Die beste Kamera ist die, die man dabeihat – im Zweifel also das Smartphone. Das hat heutzutage meistens auch genügend Rechenleistung für anspruchsvolle Schnittprojekte. Im Test treten sechs Videoschnitt-Apps gegeneinander an: CapCut, InShot, KineMaster, Cyberlink PowerDirector, Adobe Premiere Mobile und VN Video Editor. Sie sind jeweils für iOS und Android verfügbar und exportieren Videos in UHD-Auflösung. Mit Einschränkungen lassen sich alle Apps kostenlos nutzen. Apps wie DJI Mimo, Insta360 und GoPro Quik, die an bestimmte Hardware, beispielsweise Actionkameras, gebunden sind, bleiben außen vor. Getestet haben wir auf einem iPhone 17.
Mit allen getesteten Apps lassen sich Video-Clips, Fotos und Audio-Aufnahmen auf dem Smartphone zu veröffentlichungsreifen Videos verarbeiten. Den Unterschied macht das Bedienkonzept: Manche Apps wie Premiere Mobile punkten mit einer aufgeräumten Bedienoberfläche, andere wirken regelrecht überfrachtet. Die Hersteller selbst bewerben vor allem KI-Funktionen: Sie erstellen Untertitel aus der Audiospur, versprechen, automatisch die besten Szenen zusammenzuschneiden, und generieren Musik, Videos, Bilder, KI-Avatare und Animationen.

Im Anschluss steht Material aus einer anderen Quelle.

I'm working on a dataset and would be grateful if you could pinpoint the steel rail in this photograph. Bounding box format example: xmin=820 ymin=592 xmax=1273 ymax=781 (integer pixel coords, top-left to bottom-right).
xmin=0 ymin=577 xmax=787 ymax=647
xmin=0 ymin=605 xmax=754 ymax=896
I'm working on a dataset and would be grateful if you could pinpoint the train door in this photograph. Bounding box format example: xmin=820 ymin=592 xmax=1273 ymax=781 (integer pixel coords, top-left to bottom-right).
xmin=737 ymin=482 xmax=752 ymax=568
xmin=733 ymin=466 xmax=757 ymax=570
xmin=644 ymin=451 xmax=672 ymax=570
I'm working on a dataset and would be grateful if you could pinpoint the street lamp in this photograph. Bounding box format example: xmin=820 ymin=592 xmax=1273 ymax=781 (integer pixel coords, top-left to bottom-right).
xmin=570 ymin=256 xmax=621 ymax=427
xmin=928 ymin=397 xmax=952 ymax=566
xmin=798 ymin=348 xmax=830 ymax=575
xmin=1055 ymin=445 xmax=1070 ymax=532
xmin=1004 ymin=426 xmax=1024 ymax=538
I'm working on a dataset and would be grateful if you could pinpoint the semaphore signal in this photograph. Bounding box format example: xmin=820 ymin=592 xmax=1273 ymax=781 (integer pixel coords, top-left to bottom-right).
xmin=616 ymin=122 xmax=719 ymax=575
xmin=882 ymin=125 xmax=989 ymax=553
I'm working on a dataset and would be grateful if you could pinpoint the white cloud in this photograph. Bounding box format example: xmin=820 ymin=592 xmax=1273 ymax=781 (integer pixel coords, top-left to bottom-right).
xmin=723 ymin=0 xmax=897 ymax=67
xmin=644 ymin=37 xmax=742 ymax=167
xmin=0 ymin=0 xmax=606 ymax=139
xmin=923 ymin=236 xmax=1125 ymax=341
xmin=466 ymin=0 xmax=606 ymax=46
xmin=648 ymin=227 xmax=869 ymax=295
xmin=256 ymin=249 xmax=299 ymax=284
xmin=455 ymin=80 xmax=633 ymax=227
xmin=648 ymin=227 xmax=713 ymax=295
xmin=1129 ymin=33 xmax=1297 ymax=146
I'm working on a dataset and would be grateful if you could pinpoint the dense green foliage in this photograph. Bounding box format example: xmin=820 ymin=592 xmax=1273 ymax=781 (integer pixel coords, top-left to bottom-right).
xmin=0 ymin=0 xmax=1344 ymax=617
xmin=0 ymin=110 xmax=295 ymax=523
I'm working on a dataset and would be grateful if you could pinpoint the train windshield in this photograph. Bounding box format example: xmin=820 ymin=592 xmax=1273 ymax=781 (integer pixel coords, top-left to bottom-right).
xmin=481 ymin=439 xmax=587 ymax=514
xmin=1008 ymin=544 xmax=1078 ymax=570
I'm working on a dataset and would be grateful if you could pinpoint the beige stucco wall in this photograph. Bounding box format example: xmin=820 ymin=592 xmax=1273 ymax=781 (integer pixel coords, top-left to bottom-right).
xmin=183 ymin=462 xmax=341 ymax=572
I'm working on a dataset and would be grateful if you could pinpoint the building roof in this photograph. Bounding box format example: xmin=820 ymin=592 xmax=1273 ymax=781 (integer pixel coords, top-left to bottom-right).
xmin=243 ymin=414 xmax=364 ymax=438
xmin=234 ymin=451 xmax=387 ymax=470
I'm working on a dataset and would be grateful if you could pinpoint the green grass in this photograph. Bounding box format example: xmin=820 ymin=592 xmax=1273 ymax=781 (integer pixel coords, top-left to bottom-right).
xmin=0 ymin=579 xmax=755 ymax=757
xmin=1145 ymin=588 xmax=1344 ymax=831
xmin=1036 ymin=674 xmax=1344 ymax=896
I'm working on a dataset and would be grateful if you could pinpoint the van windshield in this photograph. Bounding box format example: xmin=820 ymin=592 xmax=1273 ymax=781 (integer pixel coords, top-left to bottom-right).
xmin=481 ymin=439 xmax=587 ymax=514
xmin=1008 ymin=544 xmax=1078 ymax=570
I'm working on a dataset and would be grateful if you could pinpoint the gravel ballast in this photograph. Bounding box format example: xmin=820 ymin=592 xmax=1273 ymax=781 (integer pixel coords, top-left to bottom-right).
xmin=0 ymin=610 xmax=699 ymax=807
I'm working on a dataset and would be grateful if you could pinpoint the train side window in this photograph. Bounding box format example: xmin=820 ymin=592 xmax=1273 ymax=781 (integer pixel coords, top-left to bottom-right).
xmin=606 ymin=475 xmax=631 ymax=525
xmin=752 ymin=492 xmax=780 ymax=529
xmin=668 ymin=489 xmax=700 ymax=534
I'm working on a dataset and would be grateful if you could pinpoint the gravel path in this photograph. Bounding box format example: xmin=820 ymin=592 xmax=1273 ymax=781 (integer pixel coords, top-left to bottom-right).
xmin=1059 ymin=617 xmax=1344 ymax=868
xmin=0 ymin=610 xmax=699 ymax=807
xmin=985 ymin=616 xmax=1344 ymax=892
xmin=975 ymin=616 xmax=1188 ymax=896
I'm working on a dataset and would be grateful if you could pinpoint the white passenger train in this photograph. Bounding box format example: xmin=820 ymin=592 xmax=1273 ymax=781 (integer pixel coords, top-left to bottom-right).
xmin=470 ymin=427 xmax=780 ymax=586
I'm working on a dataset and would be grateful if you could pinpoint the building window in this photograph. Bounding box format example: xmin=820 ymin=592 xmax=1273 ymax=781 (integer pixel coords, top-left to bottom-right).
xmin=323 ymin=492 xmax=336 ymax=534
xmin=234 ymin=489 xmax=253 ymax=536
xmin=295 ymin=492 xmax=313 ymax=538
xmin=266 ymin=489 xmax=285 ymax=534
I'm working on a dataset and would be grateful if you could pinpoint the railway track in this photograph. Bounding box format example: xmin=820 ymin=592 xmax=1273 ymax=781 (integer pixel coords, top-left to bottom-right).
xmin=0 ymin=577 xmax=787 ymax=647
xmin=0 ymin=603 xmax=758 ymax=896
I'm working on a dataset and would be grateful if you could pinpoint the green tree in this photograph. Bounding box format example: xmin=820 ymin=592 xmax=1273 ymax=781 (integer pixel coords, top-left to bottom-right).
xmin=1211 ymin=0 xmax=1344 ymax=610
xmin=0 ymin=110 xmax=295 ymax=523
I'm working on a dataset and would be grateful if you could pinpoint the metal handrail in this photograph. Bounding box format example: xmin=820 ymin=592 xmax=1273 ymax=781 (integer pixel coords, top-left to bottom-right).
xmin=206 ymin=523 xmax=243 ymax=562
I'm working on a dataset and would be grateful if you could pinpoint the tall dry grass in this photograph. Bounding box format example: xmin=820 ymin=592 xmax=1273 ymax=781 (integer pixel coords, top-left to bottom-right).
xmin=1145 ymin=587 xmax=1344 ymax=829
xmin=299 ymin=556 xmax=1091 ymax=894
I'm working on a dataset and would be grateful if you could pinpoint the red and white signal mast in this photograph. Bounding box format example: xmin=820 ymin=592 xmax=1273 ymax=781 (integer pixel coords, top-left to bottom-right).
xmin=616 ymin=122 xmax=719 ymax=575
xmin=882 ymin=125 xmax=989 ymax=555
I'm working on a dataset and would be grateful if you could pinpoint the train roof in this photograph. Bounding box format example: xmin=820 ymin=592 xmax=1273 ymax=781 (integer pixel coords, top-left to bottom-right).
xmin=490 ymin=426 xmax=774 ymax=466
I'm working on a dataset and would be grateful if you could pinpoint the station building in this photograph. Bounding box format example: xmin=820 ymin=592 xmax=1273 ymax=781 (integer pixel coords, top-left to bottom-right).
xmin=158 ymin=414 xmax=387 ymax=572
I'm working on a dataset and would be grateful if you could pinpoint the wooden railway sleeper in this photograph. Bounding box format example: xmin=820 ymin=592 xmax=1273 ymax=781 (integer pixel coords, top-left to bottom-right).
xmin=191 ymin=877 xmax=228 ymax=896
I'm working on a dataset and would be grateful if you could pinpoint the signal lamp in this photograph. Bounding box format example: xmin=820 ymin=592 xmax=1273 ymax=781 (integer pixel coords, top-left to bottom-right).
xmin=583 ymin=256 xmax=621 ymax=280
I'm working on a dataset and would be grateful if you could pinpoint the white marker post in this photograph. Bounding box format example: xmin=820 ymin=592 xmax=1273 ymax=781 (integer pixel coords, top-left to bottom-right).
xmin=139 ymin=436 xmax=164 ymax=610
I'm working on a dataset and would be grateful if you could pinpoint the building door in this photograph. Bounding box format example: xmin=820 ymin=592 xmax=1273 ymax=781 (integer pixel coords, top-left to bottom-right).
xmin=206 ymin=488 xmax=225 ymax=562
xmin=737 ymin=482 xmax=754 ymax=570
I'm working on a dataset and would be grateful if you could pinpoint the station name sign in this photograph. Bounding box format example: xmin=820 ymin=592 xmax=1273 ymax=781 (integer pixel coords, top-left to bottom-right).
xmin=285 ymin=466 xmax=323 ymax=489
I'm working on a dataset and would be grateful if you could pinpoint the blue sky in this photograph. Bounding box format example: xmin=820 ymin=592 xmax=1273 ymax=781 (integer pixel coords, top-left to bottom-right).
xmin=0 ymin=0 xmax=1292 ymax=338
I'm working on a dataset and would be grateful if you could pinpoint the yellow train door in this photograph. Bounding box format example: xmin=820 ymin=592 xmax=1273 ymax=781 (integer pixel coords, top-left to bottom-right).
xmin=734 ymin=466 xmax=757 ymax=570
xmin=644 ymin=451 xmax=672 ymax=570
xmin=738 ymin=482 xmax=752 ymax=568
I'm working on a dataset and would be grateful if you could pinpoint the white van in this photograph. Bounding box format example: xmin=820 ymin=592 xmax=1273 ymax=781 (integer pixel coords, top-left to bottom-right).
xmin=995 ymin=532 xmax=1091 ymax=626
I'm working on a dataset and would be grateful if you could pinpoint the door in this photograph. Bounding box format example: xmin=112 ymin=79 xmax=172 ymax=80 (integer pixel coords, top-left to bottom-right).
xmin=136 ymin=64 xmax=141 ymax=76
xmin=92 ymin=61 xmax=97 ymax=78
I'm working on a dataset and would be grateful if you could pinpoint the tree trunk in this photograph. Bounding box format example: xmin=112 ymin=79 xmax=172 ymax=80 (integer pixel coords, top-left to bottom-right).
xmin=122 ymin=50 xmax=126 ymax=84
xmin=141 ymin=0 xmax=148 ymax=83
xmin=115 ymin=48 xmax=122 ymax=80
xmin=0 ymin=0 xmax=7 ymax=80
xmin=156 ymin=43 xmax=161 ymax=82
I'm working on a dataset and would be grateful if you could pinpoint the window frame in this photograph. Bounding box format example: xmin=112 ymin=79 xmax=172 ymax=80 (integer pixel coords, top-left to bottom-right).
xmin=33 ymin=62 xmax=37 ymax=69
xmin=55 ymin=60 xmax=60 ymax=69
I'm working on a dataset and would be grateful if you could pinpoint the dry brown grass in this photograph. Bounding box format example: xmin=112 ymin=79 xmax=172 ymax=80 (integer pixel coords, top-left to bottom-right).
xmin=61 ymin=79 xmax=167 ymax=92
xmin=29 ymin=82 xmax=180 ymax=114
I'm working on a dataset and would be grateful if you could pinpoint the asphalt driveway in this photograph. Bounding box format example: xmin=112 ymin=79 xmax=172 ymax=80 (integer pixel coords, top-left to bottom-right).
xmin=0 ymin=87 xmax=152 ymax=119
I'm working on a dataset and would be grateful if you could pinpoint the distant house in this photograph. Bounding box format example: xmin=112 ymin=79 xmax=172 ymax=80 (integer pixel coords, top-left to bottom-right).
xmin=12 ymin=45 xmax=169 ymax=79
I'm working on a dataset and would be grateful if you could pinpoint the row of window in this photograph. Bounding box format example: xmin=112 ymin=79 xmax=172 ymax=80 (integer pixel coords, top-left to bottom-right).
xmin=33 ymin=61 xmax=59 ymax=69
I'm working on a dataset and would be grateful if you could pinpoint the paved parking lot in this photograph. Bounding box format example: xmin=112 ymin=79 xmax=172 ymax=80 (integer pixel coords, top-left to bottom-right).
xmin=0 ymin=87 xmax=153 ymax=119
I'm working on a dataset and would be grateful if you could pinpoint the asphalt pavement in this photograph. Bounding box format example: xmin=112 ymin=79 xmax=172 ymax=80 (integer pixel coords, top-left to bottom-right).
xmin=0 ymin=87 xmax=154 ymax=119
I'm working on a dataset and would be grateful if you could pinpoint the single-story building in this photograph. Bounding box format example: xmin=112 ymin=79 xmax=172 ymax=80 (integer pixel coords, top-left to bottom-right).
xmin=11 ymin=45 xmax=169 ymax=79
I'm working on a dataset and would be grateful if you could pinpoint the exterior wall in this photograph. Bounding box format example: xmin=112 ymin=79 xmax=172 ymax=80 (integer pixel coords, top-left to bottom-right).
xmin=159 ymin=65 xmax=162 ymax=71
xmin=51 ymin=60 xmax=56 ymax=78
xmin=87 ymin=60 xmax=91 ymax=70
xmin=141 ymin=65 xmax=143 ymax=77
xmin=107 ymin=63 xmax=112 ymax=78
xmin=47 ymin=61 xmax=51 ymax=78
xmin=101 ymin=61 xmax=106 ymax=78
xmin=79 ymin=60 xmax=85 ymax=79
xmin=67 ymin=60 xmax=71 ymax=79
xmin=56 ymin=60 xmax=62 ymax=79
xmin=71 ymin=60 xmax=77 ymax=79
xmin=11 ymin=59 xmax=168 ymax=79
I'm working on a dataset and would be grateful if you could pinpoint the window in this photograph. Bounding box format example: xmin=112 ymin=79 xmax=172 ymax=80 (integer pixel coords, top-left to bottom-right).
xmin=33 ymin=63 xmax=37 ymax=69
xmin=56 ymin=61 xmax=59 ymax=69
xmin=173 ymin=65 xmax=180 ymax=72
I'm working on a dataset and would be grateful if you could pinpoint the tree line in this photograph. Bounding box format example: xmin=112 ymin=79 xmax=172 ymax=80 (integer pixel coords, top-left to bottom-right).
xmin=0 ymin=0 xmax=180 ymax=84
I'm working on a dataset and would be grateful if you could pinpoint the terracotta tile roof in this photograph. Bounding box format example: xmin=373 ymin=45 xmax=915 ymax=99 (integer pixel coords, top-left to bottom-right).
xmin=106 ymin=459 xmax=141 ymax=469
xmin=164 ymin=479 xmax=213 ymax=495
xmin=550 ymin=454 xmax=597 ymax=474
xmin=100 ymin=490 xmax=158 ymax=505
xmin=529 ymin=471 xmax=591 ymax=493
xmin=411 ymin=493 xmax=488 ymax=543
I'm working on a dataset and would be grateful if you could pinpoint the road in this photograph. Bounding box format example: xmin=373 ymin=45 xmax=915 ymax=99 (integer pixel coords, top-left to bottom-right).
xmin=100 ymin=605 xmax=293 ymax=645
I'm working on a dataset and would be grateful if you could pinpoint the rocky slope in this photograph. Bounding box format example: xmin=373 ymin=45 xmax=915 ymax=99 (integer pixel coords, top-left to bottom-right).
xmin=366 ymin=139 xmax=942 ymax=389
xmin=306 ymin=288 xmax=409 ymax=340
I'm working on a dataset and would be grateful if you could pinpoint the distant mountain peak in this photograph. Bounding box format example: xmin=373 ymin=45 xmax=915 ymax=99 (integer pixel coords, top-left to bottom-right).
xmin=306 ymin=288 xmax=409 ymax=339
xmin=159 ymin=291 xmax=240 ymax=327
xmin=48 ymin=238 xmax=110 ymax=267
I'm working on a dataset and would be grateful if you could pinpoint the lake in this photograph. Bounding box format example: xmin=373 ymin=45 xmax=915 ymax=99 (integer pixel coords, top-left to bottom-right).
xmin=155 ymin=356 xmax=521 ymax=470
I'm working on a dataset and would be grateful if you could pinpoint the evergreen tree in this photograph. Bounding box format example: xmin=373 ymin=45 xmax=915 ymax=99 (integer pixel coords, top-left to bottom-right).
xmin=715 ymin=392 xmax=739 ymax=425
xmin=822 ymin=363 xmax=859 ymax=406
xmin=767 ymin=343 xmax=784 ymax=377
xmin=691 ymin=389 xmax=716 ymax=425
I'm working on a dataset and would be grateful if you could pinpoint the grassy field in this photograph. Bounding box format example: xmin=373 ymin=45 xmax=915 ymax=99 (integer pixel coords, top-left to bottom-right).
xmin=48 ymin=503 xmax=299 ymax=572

Die Unterschiede zeigen sich nicht nur im Funktionsumfang, sondern auch darin, welche Funktionen kostenpflichtig sind und welche nicht. Vor allem für KI-Funktionen und den Export in 4 K ohne Wasserzeichen muss man in der Regel ein Abo abschließen. Die kostenpflichtigen Abos sind aber allesamt monatlich kündbar und kosten monatlich nicht mehr als 12 Euro, Testzeiträume oder Sonderangebote nicht einbezogen. Wer die Funktionen der Premiumversionen testen möchte, kann also ein Monatsabo abschließen, ohne sich für längere Zeit zu binden.